I'm working on parsing a language that will have user-defined function calls. At parse time, each of these identifiers will already be known. My goal is to tokenize each instance of a user-defined identifier during the lexical analysis stage. To do so, I've used a method similar to the one in this answer with the following changes:
// Lexer.g4
USER_FUNCTION : [a-zA-Z0-9_]+ {IsUserDefinedFunction()}?;
// Lexer.g4.cs
bool IsUserDefinedFunction()
{
foreach (string function in listOfUserDefinedFunctions)
{
if (this.Text == function)
{
return true;
}
}
return false;
}
However, I've found that just having the semantic predicate {IsUserDefinedFunction()}?
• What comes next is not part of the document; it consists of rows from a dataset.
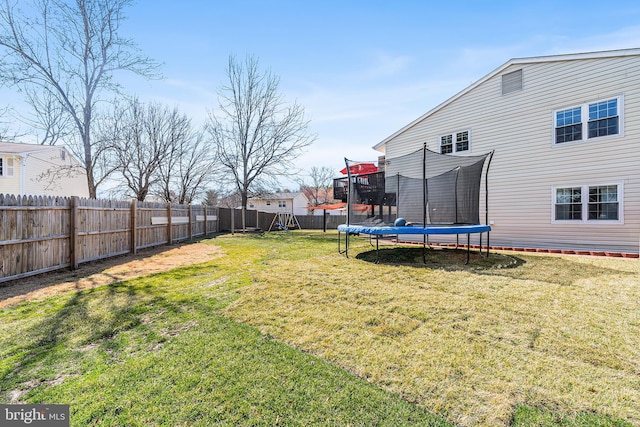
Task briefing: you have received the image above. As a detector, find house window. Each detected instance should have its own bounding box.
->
[556,107,582,144]
[589,185,619,220]
[554,98,621,144]
[440,135,453,154]
[554,184,622,222]
[0,157,13,176]
[440,130,469,154]
[589,99,618,138]
[556,187,582,221]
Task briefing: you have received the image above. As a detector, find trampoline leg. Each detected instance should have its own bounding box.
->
[487,231,490,258]
[464,234,471,265]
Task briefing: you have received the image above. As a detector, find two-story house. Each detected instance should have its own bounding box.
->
[374,49,640,254]
[0,142,89,197]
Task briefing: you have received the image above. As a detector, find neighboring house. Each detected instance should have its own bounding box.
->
[0,142,89,197]
[374,49,640,253]
[247,192,309,215]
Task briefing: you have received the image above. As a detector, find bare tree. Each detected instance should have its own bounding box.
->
[207,56,315,228]
[155,128,217,204]
[203,190,222,206]
[20,86,74,145]
[98,98,181,201]
[0,0,157,198]
[300,166,335,206]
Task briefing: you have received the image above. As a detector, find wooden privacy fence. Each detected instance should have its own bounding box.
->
[0,194,219,282]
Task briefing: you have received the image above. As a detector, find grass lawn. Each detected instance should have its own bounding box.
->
[0,232,640,426]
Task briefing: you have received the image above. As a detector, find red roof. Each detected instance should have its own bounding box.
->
[340,162,378,175]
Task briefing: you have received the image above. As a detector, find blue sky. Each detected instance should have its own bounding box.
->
[6,0,640,186]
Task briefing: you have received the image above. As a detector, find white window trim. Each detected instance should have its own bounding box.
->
[551,182,624,225]
[552,95,624,147]
[0,156,16,178]
[436,129,472,155]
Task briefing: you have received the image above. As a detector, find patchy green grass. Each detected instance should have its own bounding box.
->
[0,232,640,427]
[0,236,449,426]
[224,235,640,426]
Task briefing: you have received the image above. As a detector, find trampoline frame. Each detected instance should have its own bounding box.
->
[338,224,491,265]
[338,143,494,264]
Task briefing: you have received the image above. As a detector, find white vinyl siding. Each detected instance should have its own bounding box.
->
[502,69,522,95]
[385,55,640,252]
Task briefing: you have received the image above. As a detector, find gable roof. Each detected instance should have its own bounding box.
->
[249,191,307,200]
[0,142,64,154]
[373,48,640,151]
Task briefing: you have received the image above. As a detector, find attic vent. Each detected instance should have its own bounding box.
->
[502,70,522,95]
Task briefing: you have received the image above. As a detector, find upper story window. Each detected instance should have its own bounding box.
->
[440,130,470,154]
[554,97,621,144]
[0,157,13,177]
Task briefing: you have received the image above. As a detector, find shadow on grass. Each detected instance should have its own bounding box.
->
[356,247,635,286]
[0,283,168,401]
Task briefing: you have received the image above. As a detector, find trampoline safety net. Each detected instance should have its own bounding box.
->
[344,147,493,225]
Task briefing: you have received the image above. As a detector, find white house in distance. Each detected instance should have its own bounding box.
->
[374,48,640,256]
[0,142,89,197]
[247,192,309,215]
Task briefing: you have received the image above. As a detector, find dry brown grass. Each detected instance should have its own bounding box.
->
[226,239,640,426]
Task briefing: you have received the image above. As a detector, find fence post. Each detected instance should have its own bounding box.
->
[131,199,138,255]
[69,196,80,270]
[187,203,193,240]
[167,202,173,245]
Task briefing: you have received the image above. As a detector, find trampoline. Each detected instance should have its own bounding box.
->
[334,144,493,263]
[338,224,491,264]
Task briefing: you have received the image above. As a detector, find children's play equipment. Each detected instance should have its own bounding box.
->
[334,145,493,262]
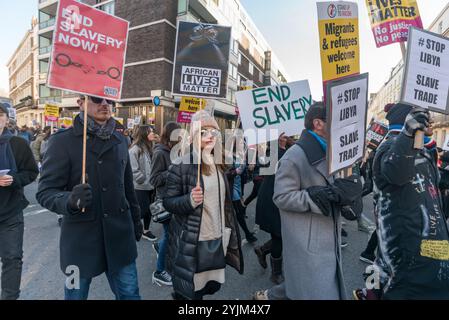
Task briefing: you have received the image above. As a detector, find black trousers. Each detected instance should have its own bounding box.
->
[232,200,251,238]
[365,230,378,254]
[136,190,154,230]
[0,210,24,300]
[244,179,263,207]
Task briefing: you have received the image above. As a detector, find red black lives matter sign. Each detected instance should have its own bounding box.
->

makes parsing extremely slow (~1-20 ms without, ~2 sec with). Defining IsUserDefinedFunction()
to always return false
had no impact, so I'm positive the issue is in the parser. Is there anyway to speed up the parsing of these keywords?
A major issue with the language being parsed is that it doesn't use a lot of whitespace between tokens, so a user defined function might begin with a language defined keyword.
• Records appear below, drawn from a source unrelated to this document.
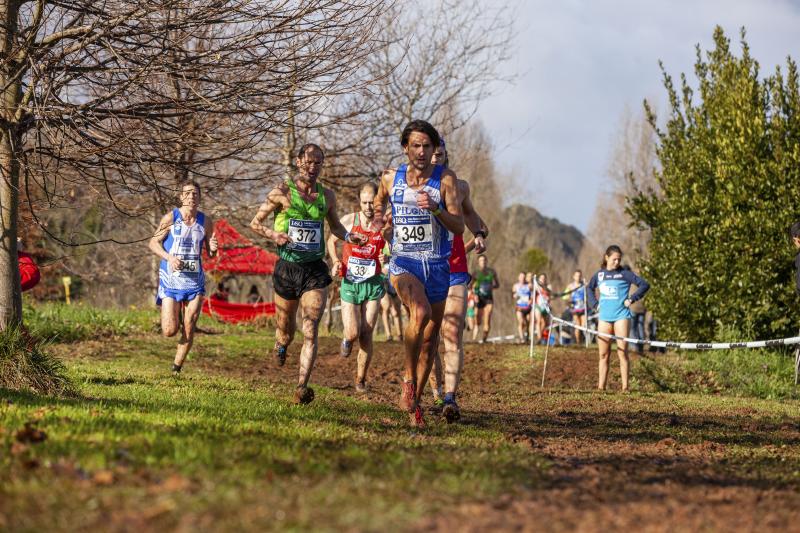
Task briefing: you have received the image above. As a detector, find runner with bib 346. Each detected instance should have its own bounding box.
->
[372,120,464,427]
[250,144,367,404]
[328,183,386,392]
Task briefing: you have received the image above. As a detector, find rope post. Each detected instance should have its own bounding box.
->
[794,326,800,387]
[583,278,589,348]
[528,275,538,363]
[542,313,553,388]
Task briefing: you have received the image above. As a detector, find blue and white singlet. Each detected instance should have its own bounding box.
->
[156,208,206,305]
[515,283,531,311]
[389,165,452,303]
[389,164,452,262]
[587,268,650,322]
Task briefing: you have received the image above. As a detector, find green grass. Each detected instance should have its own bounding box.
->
[0,335,544,530]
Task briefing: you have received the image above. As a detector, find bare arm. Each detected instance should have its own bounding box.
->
[323,189,367,246]
[147,213,183,270]
[250,185,291,246]
[203,215,219,257]
[325,213,354,273]
[370,170,395,231]
[424,170,464,234]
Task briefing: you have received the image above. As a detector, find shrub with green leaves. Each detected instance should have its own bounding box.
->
[628,27,800,341]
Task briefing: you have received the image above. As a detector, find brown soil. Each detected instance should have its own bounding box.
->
[198,338,800,531]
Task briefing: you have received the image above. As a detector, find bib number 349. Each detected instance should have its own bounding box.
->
[394,216,433,252]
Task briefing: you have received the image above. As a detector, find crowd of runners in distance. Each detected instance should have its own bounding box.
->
[150,120,664,428]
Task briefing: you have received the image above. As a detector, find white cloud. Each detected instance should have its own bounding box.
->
[479,0,800,231]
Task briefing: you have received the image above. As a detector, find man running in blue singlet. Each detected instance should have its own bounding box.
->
[373,120,464,427]
[149,181,218,375]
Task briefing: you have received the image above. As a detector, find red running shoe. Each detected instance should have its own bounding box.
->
[398,381,417,413]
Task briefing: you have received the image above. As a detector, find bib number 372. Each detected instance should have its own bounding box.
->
[286,219,322,252]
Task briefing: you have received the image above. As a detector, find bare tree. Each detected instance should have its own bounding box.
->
[0,0,384,328]
[581,105,657,268]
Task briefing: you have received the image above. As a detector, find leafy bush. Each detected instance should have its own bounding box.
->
[0,328,73,395]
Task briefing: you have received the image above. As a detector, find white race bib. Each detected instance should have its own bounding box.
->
[172,259,200,276]
[393,214,433,252]
[345,255,377,283]
[286,218,322,252]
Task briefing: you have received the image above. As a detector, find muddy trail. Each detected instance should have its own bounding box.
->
[195,337,800,531]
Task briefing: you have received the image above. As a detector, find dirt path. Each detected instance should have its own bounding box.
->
[192,338,800,531]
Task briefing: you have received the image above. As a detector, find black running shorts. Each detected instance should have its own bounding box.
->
[272,259,333,300]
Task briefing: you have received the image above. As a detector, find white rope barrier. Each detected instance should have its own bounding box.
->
[553,317,800,350]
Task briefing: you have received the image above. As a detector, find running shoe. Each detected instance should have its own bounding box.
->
[399,381,417,413]
[442,388,461,424]
[294,385,314,405]
[409,405,425,429]
[339,339,353,357]
[275,343,286,366]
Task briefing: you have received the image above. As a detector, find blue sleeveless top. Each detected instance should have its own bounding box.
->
[389,164,452,262]
[156,208,206,304]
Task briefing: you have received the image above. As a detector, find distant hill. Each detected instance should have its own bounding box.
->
[471,204,592,334]
[501,204,585,284]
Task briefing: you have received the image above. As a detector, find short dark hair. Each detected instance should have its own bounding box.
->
[400,120,442,148]
[600,244,622,268]
[297,143,325,159]
[358,181,378,194]
[789,220,800,239]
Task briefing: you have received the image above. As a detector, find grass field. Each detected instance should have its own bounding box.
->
[0,308,800,531]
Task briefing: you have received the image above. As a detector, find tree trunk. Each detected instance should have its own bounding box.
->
[0,0,22,330]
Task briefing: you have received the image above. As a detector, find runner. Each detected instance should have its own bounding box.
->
[250,144,367,404]
[430,140,488,422]
[373,120,464,427]
[563,270,586,344]
[381,243,403,342]
[472,255,500,343]
[587,245,650,391]
[149,181,219,375]
[467,289,478,332]
[511,272,533,342]
[533,274,553,343]
[328,183,386,392]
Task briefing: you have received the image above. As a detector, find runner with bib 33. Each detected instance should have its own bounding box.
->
[372,120,464,427]
[328,183,386,392]
[250,144,367,404]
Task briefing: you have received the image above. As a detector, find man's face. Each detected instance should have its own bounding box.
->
[358,189,375,220]
[431,146,447,165]
[181,185,200,207]
[297,147,325,181]
[403,131,434,170]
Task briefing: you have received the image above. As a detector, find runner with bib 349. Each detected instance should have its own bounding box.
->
[372,120,464,427]
[250,144,367,404]
[328,183,386,392]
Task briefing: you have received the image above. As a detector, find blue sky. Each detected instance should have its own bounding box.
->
[478,0,800,233]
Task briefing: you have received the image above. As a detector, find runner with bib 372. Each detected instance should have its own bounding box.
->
[328,183,386,392]
[250,144,367,404]
[372,120,464,427]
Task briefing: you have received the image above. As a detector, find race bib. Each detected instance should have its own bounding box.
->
[600,283,618,298]
[393,215,433,252]
[345,255,377,283]
[172,259,200,276]
[286,218,322,252]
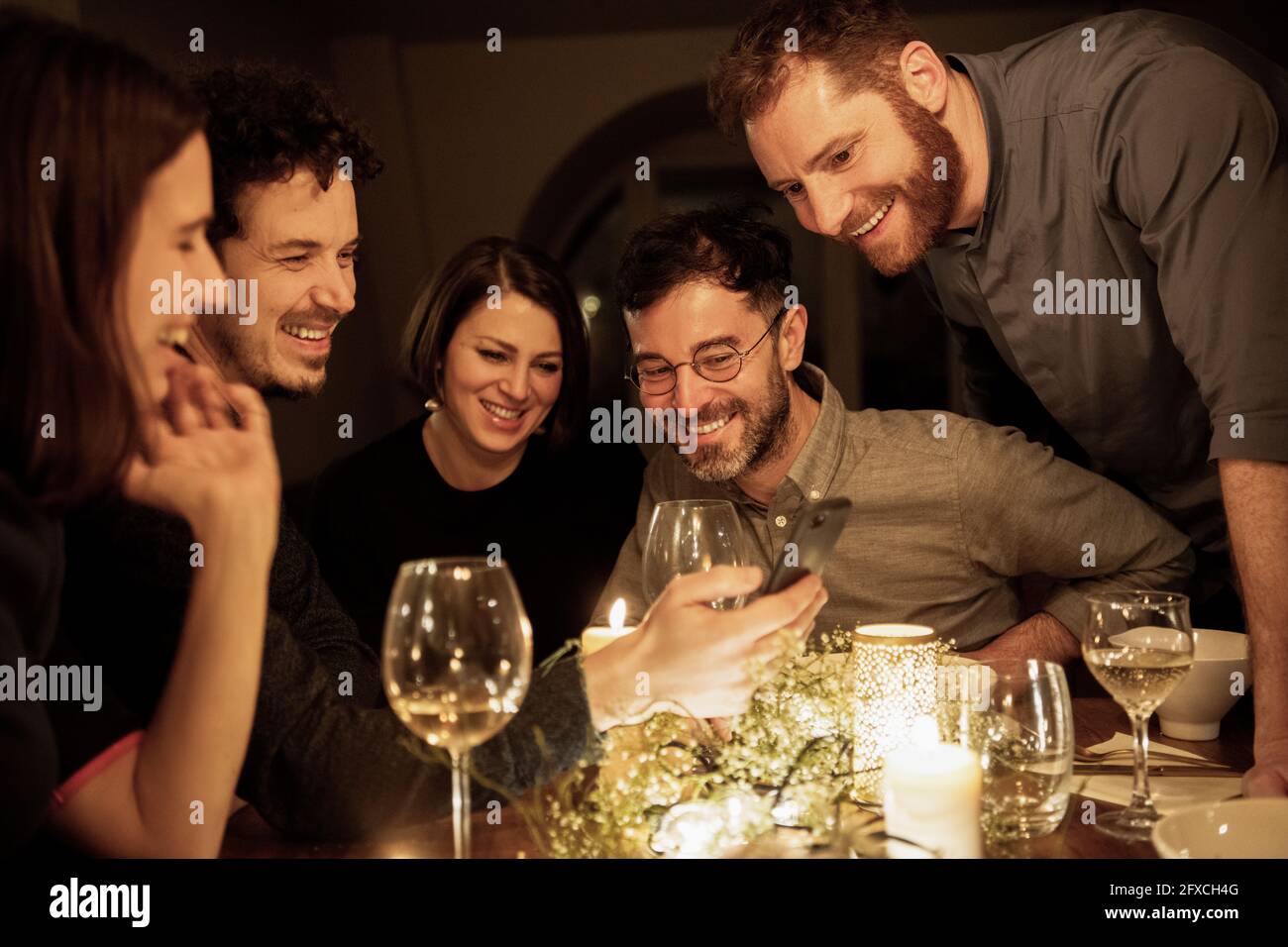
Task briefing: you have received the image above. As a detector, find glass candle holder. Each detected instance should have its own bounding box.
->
[849,625,947,786]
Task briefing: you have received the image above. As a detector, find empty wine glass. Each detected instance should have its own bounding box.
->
[1082,591,1194,841]
[644,500,746,608]
[381,559,532,858]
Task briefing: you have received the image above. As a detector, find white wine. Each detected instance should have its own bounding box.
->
[1087,648,1194,715]
[389,686,515,753]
For example: Given the language defined keyword GOTO
and a user-defined function GOTO20Something
, a typical piece of program text could look like:
GOTO20
GOTO30
GOTO20Something
GOTO20GOTO20Something
and should be tokenized as GOTO NUMBER GOTO NUMBER USER_FUNCTION GOTO NUMBER USER_FUNCTION
Edit to clarify:
Even rewriting IsUserDefinedFunction()
as:
bool IsUserDefinedFunction() { return false; }
I still get the same slow performance.
Also, to clarify, my performance baseline is compared with "hard-coding" the dynamic keywords into the Lexer like so:
// Lexer.g4 - Poor Performance (2000 line input, ~ 2 seconds)
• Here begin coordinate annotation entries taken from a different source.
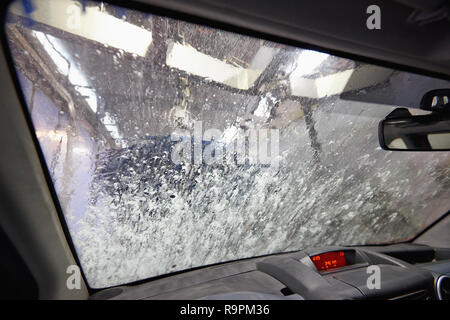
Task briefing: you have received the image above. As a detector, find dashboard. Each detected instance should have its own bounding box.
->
[91,244,450,300]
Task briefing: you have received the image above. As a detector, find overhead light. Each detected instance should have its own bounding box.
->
[166,42,263,90]
[10,0,152,57]
[32,31,97,113]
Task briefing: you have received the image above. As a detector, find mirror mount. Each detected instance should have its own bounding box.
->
[378,89,450,151]
[420,89,450,113]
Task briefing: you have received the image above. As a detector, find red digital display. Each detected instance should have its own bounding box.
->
[311,251,347,271]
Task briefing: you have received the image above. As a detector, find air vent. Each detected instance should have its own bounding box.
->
[389,290,431,300]
[436,276,450,300]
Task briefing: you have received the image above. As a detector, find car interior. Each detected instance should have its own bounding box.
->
[0,0,450,300]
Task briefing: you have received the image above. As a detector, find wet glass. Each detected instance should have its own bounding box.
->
[5,0,450,288]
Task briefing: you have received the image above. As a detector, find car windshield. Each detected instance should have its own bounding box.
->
[5,0,450,288]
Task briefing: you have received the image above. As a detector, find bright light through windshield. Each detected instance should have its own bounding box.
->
[6,0,450,288]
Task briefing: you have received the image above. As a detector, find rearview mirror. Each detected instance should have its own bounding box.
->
[378,108,450,151]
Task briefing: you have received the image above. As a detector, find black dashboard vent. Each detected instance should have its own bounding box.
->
[436,276,450,300]
[389,290,431,300]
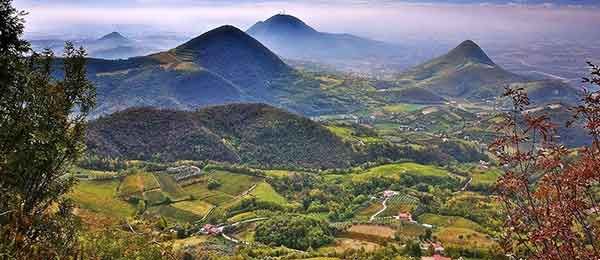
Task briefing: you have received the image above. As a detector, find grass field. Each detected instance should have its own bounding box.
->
[209,171,262,196]
[326,125,383,143]
[348,224,396,238]
[227,211,258,223]
[173,236,208,250]
[419,213,483,232]
[119,172,160,196]
[353,162,449,181]
[355,200,383,220]
[383,103,423,113]
[71,167,118,180]
[471,169,502,190]
[318,238,382,255]
[377,194,419,217]
[250,182,287,206]
[433,227,496,249]
[265,170,294,178]
[171,200,213,216]
[144,190,167,205]
[146,205,202,223]
[154,173,188,200]
[68,180,135,218]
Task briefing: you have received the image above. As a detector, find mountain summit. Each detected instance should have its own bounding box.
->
[247,14,319,36]
[246,14,397,65]
[397,40,577,102]
[97,32,130,43]
[171,25,290,91]
[446,40,496,66]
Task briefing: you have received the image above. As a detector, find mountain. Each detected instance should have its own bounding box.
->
[246,14,405,67]
[395,40,578,102]
[96,32,131,45]
[159,25,291,91]
[86,104,354,168]
[79,26,351,117]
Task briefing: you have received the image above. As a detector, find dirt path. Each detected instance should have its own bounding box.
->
[369,198,388,221]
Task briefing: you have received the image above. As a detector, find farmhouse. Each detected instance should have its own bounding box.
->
[421,254,452,260]
[167,166,202,181]
[394,212,413,222]
[200,224,223,235]
[383,190,398,198]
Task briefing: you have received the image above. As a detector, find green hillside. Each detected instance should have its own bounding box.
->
[86,104,354,168]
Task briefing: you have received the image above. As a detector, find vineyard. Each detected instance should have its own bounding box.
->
[377,194,419,217]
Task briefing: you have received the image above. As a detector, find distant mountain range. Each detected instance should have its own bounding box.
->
[30,32,150,59]
[78,25,356,116]
[57,15,578,117]
[246,14,413,70]
[380,40,578,103]
[86,104,355,168]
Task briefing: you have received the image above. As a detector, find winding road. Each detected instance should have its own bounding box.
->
[369,198,388,221]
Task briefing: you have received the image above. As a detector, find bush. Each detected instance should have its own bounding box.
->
[208,178,221,190]
[255,215,333,250]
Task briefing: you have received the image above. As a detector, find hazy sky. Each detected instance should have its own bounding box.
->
[15,0,600,42]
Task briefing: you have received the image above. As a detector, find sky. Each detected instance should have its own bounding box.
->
[14,0,600,45]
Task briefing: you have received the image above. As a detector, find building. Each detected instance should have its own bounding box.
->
[383,190,398,198]
[394,212,413,222]
[421,224,433,229]
[166,166,202,181]
[200,224,224,235]
[430,242,445,254]
[421,254,452,260]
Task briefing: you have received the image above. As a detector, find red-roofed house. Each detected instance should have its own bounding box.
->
[421,255,452,260]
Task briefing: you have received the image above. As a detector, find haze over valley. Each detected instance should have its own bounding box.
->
[0,0,600,260]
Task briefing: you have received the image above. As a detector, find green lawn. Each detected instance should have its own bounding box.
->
[419,213,483,232]
[326,125,383,143]
[171,200,213,216]
[353,162,449,180]
[208,171,262,196]
[68,180,135,218]
[154,173,188,200]
[433,227,496,249]
[250,182,287,205]
[383,103,424,113]
[471,169,502,190]
[144,190,167,205]
[119,172,160,196]
[71,167,118,180]
[146,205,202,223]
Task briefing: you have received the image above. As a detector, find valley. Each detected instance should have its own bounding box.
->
[69,16,588,259]
[0,0,600,260]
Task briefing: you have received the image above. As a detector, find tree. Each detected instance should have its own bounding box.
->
[208,178,221,190]
[0,0,95,259]
[255,215,333,250]
[490,64,600,259]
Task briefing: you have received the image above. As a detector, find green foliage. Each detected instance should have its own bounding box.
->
[255,215,333,250]
[87,104,354,168]
[77,229,178,260]
[208,178,221,190]
[0,0,95,259]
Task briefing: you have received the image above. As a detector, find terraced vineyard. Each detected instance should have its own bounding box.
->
[377,194,419,217]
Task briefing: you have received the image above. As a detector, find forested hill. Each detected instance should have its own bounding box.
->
[86,104,354,168]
USER_FUNCTION : [a-zA-Z0-9_]+ {IsUserDefinedFunction()}?;
// Lexer.g4 - Good Performance (2000 line input, ~ 20 milliseconds)
USER_FUNCTION
: 'ActualUserKeyword'
| 'AnotherActualUserKeyword'
| 'MoreKeywords'
...
;
Using the semantic predicate provides the correct behavior, but is terribly slow since it has to be checked for every alphanumeric character. Is there another way to handle tokens added at runtime?